Government admits to inactivity over gaming ban, with no arrests and business closures so far. Yet, consumers and tech startups await High Court decisions as debate and uncertainty continue.
No-one in Custody So Far
Karnataka government representatives have confirmed to High Court judges that no particular action has been taken against online gaming companies in the wake of the blanket ban on games for money enacted last month. The law foresees coercive action against both consumers and digital businesses related to paid online games, including heavy fines and imprisonment.
The Advocate General appearing for the government testified verbally that no such measures have been taken yet. The news is encouraging to the gaming industry after a group of companies had submitted a court petition opposing the act. While the surprising admission does not officially decriminalize gaming for stakes, it only raises the uncertainty surrounding the legislation. A host of businesses remain unable to plan for their potential relocation and ultimate survival.

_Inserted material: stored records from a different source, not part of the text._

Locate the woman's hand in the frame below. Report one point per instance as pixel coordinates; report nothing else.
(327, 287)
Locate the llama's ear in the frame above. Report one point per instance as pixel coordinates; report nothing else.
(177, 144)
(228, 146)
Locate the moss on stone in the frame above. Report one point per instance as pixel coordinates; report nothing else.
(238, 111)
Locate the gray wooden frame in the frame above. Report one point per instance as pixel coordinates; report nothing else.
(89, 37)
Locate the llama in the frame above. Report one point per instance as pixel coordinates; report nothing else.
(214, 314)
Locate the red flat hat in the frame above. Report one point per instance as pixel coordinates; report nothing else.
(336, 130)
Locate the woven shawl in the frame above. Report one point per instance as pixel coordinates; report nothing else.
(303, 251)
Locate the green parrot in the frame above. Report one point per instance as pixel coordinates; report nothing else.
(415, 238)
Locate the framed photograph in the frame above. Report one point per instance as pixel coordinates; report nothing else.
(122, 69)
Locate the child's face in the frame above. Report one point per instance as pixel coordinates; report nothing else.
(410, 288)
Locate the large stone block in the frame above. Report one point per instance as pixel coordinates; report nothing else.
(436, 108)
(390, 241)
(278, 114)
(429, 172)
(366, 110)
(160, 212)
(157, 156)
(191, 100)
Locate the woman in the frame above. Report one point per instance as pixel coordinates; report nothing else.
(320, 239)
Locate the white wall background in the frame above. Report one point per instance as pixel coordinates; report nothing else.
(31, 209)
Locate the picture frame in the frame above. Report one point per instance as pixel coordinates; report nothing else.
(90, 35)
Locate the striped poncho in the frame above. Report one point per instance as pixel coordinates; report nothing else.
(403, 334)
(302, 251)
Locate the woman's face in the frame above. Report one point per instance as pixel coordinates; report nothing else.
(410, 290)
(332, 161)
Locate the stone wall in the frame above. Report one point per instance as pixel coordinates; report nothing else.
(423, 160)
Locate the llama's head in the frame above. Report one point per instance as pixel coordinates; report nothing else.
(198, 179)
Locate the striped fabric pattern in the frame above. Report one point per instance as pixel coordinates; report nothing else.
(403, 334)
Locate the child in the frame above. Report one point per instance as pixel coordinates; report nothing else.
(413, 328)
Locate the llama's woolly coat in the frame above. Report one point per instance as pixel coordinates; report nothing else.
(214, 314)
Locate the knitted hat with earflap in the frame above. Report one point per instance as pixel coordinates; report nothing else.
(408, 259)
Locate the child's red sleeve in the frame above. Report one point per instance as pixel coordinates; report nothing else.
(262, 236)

The Police (Amendment) Bill of 2021 excluded horse racing and online lottery in Karnataka from the list of banned games for real money. However, it also ignored previous court decisions and constitutional definitions upholding skill games as a legitimate business pursuit. Several other pending petitions and objections need answers at various court levels, gaming associations remind.
Skill, Business or Mere Politics
Industry studies highlight another important contradiction in Indian policy on legal gambling – lottery, the largest and most popular form of real-money gaming remains possible, both online and offline. State run schemes remain the main option for many desi players while there is growing awareness of online retail options.

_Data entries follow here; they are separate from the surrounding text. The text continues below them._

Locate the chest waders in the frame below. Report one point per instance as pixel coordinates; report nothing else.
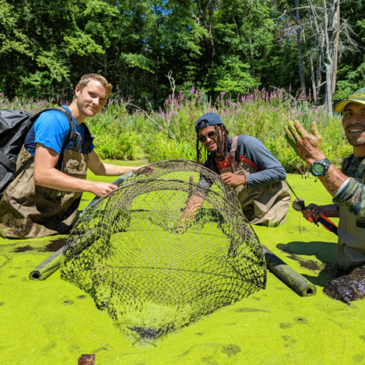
(351, 235)
(28, 210)
(265, 205)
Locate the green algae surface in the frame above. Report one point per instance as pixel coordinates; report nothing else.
(54, 322)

Market statistics are undeniable, state by state and overall – local ticket resellers and offshore alternatives attract hundreds of millions of Indian players. Lottery is both a tradition in a way, as much as a means for governments to fill up their coffers. Some fund welfare programs, widely publicizing the fact to the public.
Then there’s the question of offshore competition. In a globalized world and unlimited internet competition, it is practically impossible to keep foreign gaming companies away from India’s large and attractive market. Desi companies stand to lose a lot if they are actively pursued while offshore games abound.
Politicians like to stress one claim: online gaming bans protect “the people”, they serve their interest. Yet they have no scruples supporting the lottery mass-market and many have been seen at glitzy horse-racing events in the past. More importantly, little has been done to promote India’s gaming studios and protect them from illegal competition.
Wagering on casual skill games and legitimate people favorites like rummy or poker has never been put into question over the years. The fact of the matter is that online accounts, profile settings and licensed gaming companies can offer a pragmatic way of combatting abuse and problem gambling. Plainly shutting down desi tech businesses, as an apparently popular measure, serves neither India’s competitiveness as a global digital player nor its people.